I am studying about 2-dimensional Euler equation's fluid vorticity, and I want to know how to calculate it.
$\omega = ∇\times u$ if $\omega$ is a fluid vorticity and u is the velocity vector of the fluid.
I tried to calculate it using polar coordinates and since $∇=(\frac{\partial}{\partial r},\frac{1}{r}\frac{\partial}{\partial \theta})$, it becomes $∇\times u=(\frac{\partial}{\partial r},\frac{1}{r}\frac{\partial}{\partial \theta},\frac{\partial}{\partial z})\times(u_r,u_\theta,0)=(0,0,\partial_r u_\theta - \frac{1}{r}\partial_\theta u_r)$.
But my book says it should be $\omega = \frac{1}{r}\partial_r (ru_\theta)-\frac{1}{r}\partial_\theta u_r$.
I think this difference is from the general definition of curl.

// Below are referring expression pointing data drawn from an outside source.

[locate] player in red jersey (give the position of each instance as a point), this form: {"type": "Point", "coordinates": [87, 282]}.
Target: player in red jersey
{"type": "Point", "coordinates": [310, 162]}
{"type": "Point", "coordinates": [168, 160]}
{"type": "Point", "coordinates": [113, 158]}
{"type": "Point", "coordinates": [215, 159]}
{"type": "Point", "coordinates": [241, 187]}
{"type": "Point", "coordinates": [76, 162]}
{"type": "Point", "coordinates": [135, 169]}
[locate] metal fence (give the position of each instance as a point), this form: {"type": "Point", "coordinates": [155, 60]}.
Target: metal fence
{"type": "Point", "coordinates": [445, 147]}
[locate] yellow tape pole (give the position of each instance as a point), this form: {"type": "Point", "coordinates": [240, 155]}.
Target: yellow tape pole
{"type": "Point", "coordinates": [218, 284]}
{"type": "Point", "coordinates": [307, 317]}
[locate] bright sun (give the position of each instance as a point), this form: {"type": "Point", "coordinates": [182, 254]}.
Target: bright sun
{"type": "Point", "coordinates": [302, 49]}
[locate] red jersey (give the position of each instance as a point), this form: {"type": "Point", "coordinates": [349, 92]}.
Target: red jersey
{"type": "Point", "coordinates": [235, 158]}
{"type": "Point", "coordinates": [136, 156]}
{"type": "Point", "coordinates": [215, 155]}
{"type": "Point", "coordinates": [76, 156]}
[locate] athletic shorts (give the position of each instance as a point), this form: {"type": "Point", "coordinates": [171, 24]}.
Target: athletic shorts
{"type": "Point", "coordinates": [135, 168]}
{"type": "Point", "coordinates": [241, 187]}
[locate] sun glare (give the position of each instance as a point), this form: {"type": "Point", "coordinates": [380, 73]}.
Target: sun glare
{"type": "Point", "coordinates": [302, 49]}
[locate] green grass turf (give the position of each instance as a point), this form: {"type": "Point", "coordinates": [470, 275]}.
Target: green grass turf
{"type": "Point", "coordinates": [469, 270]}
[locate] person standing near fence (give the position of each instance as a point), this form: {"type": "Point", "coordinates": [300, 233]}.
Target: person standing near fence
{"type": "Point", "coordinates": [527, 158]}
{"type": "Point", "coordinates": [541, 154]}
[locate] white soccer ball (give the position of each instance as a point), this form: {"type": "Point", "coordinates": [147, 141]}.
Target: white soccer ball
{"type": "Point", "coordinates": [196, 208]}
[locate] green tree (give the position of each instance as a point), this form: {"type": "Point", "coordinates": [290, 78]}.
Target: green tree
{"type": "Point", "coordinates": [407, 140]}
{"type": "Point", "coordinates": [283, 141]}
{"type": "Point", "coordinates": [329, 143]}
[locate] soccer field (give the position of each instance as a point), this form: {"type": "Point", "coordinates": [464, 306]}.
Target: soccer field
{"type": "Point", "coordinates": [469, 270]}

When I studied divergence in polar coordinate, I saw that the general definition of dot product is $\textrm{div(F)}=\frac{1}{\rho}\frac{\partial(\rho F^i)}{\partial x^i},$ where $\rho=\sqrt{\det(g)}$ and g is an metric tensor.
So similarly, I want to know what is the general definition of curl, and how to evaluate exact fluid vorticity in that case. Does anyone help me?